Butters very calmly put his hands on my chest and shoved me back down. Hard. I blinked at him.

“I don’t do assertive much,” he said apologetically. “I don’t really like doctoring people who are still alive. But if I’m going to do it, dammit, I’m going to do it right. So. You stay put until I say you can get up. Got it?”

“I, uh . . .” I said. “Yeah, I guess.”

“Smart,” Butters said. “You have two giant bruises where the lower halves of your arms usually go. You’re covered in lacerations, and a couple need sutures. Some are already inflamed. I need to clean them all out. That’ll work best if you hold still.”

“I can do that,” I said. “But I’m feeling all kinds of better, man. Look.” I held up my hands and wiggled my fingers. They felt a little tight. I glanced down at them. They were a mottled shade of purple and swollen. My wrists and forearms were blotchy with bruises and swollen, too.

“Harry, I once saw an addict pound his fist into concrete until he’d broken nearly every bone in his hand. He never even blinked.”

“I’m not on drugs,” I said.

“No? There’s damage to your body’s machinery. Just because you aren’t feeling it doesn’t mean it isn’t there,” Butters said firmly. “I’ve got a theory.”

“What theory?” I asked, as he got to work on the cuts.

“Well, let’s say you’re a faerie queen with a need for a mortal enforcer. You want the guy to be effective, but you don’t want to make him too powerful to handle. It seems reasonable to me that you might fiddle with his pain threshold. He’s not actually any more indestructible, but he feels like he is. He’ll ignore painful things like . . . like knife wounds or . . .”

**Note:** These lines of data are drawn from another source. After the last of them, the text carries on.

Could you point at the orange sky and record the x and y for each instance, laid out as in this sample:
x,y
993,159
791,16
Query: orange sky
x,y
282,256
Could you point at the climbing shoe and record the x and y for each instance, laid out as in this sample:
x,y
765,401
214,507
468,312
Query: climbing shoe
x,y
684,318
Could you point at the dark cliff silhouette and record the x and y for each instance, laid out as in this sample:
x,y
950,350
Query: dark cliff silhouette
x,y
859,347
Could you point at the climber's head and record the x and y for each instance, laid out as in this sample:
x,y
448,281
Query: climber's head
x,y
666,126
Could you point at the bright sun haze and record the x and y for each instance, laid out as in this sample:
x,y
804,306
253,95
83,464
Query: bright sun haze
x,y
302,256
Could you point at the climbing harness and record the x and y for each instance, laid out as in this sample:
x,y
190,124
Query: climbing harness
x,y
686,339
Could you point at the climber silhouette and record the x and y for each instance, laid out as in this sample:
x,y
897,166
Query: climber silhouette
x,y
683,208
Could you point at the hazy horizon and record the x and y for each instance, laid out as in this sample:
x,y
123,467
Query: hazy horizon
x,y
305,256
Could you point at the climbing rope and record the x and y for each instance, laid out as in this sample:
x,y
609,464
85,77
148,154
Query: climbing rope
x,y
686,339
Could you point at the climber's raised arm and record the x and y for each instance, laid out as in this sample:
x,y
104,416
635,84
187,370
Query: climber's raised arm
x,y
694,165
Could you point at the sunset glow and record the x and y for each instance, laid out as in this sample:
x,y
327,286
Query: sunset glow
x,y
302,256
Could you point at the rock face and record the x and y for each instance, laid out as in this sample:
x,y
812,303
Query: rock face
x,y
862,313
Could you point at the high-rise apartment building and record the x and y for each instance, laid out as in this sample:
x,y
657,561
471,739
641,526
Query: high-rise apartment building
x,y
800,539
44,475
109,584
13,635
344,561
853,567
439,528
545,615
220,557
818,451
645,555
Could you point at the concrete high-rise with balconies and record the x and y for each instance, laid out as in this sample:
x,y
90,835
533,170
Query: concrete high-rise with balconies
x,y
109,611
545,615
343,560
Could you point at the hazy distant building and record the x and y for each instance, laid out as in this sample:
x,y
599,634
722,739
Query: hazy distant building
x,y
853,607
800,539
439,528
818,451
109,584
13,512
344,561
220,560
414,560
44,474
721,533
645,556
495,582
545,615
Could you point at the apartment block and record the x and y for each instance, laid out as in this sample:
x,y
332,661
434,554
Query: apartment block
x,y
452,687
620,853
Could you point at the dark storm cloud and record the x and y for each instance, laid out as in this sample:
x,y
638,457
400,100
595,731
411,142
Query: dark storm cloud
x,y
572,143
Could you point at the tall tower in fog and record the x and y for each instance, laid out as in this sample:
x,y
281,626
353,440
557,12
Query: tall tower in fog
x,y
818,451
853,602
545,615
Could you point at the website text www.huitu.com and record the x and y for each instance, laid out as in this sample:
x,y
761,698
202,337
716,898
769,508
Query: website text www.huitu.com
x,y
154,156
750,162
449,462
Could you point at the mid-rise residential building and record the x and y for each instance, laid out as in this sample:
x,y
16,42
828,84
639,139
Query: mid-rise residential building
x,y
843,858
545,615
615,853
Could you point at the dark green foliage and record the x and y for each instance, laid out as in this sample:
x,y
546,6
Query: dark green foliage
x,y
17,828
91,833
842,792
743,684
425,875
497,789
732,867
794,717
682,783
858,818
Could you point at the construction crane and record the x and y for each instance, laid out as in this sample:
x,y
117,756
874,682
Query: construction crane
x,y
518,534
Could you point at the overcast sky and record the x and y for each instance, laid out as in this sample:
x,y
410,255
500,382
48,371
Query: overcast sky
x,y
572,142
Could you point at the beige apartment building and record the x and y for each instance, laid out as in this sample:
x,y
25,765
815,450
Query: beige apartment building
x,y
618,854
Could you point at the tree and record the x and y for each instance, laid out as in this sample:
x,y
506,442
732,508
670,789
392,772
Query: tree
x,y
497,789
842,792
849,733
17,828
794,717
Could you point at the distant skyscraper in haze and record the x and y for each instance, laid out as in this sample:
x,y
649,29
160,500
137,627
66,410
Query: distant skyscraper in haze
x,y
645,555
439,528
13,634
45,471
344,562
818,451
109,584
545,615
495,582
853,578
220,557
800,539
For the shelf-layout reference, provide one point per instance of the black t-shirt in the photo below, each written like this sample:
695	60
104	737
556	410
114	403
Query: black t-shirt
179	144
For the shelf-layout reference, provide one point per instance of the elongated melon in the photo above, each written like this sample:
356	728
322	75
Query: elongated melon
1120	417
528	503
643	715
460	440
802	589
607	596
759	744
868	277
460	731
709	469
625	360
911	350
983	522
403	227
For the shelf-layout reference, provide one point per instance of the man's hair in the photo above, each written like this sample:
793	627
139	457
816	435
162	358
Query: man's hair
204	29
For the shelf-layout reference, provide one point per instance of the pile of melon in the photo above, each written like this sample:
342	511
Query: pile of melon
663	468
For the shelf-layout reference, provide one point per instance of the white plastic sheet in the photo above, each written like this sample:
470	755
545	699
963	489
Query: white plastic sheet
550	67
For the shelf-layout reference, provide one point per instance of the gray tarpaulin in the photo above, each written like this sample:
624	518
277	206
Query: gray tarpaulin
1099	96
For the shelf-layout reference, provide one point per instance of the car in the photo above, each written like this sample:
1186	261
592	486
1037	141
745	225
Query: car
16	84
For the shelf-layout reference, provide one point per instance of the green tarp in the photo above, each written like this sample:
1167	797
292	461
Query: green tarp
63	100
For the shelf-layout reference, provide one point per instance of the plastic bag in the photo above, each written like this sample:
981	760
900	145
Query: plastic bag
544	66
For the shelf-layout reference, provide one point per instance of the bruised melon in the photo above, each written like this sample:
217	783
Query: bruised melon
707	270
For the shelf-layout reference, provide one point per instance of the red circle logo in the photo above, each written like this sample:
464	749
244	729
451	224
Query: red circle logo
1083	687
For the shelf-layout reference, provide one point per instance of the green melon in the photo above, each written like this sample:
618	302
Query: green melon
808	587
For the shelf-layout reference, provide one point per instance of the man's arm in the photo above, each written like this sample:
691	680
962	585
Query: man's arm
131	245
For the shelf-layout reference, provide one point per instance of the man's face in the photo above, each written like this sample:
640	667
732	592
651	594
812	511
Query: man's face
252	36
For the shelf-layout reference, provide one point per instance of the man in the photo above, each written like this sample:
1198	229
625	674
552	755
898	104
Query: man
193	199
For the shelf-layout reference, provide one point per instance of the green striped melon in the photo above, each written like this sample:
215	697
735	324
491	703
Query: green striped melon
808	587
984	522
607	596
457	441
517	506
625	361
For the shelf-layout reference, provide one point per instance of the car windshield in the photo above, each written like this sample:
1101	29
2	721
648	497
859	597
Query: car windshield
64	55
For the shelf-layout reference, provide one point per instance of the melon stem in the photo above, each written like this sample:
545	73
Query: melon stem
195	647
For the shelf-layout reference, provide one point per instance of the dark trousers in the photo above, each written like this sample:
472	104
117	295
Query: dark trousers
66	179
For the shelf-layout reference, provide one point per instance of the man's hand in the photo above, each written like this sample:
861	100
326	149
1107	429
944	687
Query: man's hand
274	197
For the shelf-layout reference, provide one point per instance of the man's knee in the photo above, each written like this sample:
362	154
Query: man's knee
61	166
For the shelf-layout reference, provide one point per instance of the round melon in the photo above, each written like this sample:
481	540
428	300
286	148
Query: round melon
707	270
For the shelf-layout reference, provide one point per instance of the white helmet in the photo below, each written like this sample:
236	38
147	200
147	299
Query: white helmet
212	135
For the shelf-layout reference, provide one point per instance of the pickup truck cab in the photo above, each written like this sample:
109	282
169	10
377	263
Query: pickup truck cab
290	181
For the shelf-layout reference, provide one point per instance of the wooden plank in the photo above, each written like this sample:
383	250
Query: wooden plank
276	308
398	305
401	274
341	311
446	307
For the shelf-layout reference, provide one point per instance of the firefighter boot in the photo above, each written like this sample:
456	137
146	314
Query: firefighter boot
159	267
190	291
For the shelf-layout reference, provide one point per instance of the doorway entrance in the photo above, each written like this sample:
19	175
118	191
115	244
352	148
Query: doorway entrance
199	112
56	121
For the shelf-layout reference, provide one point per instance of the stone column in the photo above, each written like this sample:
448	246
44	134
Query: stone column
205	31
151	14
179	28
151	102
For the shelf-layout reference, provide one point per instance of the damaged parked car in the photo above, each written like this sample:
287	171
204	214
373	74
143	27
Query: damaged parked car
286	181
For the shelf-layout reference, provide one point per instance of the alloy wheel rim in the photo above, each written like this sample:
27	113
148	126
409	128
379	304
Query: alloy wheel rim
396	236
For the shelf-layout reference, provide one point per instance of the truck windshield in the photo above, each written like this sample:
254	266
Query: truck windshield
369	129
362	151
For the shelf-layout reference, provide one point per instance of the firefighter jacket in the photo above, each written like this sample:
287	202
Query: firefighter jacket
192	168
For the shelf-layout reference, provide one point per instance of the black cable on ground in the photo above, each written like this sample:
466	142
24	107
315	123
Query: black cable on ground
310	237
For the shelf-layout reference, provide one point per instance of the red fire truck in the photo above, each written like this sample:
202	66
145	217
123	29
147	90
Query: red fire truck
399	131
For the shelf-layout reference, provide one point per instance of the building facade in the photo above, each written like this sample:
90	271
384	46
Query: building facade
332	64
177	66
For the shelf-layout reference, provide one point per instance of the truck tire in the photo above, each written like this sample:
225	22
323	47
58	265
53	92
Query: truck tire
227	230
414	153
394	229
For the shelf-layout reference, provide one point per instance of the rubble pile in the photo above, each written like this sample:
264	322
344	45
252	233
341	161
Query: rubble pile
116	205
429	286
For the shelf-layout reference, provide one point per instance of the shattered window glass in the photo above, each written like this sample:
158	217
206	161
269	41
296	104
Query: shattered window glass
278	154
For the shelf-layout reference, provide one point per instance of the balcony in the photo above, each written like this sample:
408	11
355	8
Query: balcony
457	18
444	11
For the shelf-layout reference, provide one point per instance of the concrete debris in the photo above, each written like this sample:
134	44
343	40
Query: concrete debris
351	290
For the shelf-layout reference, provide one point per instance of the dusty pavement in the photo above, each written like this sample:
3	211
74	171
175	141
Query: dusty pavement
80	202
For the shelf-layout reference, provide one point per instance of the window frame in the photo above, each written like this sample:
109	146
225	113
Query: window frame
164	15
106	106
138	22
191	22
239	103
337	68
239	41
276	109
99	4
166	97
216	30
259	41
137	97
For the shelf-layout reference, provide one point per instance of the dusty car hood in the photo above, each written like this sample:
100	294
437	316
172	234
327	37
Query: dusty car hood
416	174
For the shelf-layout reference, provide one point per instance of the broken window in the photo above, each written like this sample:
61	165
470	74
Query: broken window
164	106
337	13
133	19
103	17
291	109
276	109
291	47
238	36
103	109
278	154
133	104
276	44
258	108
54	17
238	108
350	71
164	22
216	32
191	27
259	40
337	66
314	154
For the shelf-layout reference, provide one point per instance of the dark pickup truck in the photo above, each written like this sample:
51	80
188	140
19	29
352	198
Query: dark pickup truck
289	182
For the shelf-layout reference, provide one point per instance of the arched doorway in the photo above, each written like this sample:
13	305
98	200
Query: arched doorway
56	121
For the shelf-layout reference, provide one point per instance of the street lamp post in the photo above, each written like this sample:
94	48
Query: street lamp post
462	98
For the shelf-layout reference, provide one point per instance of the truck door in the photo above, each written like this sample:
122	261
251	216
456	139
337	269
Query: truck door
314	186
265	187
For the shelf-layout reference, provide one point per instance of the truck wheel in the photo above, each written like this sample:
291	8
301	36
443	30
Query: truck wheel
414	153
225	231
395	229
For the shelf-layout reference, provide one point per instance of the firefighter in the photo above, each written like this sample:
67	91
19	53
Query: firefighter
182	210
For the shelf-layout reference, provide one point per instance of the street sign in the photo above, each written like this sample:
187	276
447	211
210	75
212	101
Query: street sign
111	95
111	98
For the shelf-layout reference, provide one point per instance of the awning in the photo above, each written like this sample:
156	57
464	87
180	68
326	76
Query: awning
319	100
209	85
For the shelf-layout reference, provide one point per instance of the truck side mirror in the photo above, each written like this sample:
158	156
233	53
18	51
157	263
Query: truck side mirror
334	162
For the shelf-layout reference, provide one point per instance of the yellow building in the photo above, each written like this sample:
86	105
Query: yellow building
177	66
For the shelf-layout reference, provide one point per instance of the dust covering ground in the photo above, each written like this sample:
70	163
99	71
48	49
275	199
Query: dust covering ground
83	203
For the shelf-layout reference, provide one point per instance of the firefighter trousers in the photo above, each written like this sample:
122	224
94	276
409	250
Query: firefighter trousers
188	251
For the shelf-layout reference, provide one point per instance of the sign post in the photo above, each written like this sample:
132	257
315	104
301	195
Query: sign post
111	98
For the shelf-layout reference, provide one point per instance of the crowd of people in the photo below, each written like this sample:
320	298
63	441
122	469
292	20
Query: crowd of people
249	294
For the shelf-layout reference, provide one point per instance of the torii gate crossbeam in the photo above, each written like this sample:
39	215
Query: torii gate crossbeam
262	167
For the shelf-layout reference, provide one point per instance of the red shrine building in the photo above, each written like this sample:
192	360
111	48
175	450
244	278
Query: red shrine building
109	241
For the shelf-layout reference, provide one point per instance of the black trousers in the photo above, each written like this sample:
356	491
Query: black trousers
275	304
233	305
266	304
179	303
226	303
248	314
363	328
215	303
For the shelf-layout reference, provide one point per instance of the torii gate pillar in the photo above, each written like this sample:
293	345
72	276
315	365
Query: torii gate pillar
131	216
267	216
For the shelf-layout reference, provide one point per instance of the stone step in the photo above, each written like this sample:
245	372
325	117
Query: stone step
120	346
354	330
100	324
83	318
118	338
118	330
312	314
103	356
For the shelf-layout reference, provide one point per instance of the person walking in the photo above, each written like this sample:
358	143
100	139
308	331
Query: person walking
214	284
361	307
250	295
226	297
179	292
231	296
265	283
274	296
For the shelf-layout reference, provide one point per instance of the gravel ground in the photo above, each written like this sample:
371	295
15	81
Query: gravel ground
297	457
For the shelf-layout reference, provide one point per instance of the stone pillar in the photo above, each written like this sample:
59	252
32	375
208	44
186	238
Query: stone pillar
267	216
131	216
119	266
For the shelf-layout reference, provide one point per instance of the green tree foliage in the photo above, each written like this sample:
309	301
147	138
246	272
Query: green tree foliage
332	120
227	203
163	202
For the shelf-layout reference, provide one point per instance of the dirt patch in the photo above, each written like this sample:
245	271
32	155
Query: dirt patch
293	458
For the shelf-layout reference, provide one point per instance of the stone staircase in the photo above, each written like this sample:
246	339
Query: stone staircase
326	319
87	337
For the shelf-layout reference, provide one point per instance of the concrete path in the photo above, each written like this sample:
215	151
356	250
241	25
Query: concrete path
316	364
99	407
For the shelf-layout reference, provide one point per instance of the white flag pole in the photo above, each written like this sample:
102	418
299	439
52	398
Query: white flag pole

“Gut shots?” Thomas suggested.

“Or gut shots, right,” Butters said. “And most of the time, that is probably a huge advantage. He can Energizer Bunny his way right through your enemies—and then, when it’s over, there he is. He feels great, but in reality he’s all screwed up and it’s going to take his body weeks or months to repair itself. If you don’t like the job he’s done, well, there he is all weakened and vulnerable. And if you do like it, you just let him rest and use him again another day.”

“Wow, that’s cynical,” I said. “And calculating.”

“I’m in the right ballpark, aren’t I?” Butters asked.

I sighed. “Yeah, it sounds . . . very Mab-like.” Especially if what Maeve had said about me being dangerous to Mab was true.

Butters nodded sagely. “So, as strong or quick or as fast to heal as it makes you, just remember: You aren’t any more invincible to trauma than before. You just don’t notice it when something happens. . . .” He was quiet for a moment and then asked, “You didn’t even feel that, did you?”

“Feel what?” I asked, lifting my head.

He put the heel of his hand on my forehead and pushed it down again. “I just stitched up a three-inch-long slice over one of your ribs. No anesthetic.”

“Huh,” I said. “No, I didn’t. . . . I mean, I felt something; it just wasn’t uncomfortable.”

“Supports my theory,” he said, nodding. “I already did that cut over your eye while you were out. That’s a beauty. Right down to the bone.”